Yes, in a bizarre twist of "Art Imitating Life", I found myself flashing back to that May day several years ago. (I should get a cut of the movie's profits! If only I'd written about this and then claimed Hollywood stole it from me!) There I was again, crouched in front of a fake toilet, paper towels wrapped carefully (but ineffectively) around my entire hand, shoving my manicured fingers into the toilet to clean it out. (Truly, you have no IDEA how long that pipe from the bowl to the tank is. Truly. Thank God I have long hands.) It took about an hour, two rolls of paper towels, and all the Purell wipes I had in my car and my purse - but that toilet was cleaner than it was on the day it was installed. It shined like the top of the proverbial Chrysler Building. There was no evidence at all that we'd ever been there. We apologized, washed our hands, and got the hell out of Dodge. (And we DID buy a house from them, Level 5 upgrades and all. Heck, it was the least we could do.)

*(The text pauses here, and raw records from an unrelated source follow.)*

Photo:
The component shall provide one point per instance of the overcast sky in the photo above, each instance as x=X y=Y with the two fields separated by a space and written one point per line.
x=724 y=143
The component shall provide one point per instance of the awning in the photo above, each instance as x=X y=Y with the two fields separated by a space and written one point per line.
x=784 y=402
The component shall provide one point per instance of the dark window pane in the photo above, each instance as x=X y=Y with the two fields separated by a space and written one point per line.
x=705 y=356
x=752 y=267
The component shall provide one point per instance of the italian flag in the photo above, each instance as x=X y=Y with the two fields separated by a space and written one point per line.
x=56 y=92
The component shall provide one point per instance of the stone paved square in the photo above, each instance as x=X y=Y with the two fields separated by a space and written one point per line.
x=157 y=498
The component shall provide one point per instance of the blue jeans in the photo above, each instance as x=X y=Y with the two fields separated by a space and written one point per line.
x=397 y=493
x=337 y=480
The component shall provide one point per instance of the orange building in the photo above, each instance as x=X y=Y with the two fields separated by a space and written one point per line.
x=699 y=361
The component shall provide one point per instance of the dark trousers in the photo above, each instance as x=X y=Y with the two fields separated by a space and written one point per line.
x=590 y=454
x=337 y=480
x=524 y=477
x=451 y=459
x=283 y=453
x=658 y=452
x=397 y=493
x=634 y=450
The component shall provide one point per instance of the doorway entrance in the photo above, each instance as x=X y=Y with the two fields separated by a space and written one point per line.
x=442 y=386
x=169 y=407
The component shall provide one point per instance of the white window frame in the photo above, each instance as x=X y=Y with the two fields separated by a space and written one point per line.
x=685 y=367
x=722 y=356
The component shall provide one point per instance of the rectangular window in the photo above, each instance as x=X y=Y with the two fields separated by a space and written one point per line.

Slacker Mom Says... motherhood isn't always kisses and pretty Hallmark cards and sweet-smelling baby powder. Sometimes it's a dirty job, and sometimes you get the short end of the stick. Sometimes our kids ruin things that aren't theirs and we have to take care of it. Because that's what we do. We take responsibility for our young children and their actions, even when they poop where they shouldn't. Even when it's going to be disgusting. Even when we know it will take approximately 825 gallons of scented soap to take the smell out of our hands. We take responsibility. We take care of it. Because what's the alternative? Walk away from the situation? No, that only happens in the movies. In real life, parents have to teach by example. What would I have taught my daughters if I'd walked away from the mess? My toddler was too young to take responsibility for it, and it was my fault for putting her off so long. It was my job to take care of the situation, no matter how unpleasant or truly vomit-inducing it was. And my kids saw me do just that. Our society is plagued by a severe lack of personal responsibility. I want to be part of the solution, not the problem. Caring for our kids, teaching them to take responsibility for their mistakes, to own up to what they did, to make it right and to apologize for inconveniencing others, that's our job. We're moms.

Besides, now I have a really fun story to tell at her prom, or graduation, or rehearsal dinner...


  1. You should have warned us to go to the bathroom before reading the post, is what you should have done. I'm laughing. HARD! OK. Gotta go pee now...

  2. This is a totally true story. T wants everyone to know it was NOT her, it was the little one. And I DID end up with a LOT of upgrades that I am still not sure I needed.

  3. Sorry, but this makes me want to gag and definitely not have kids.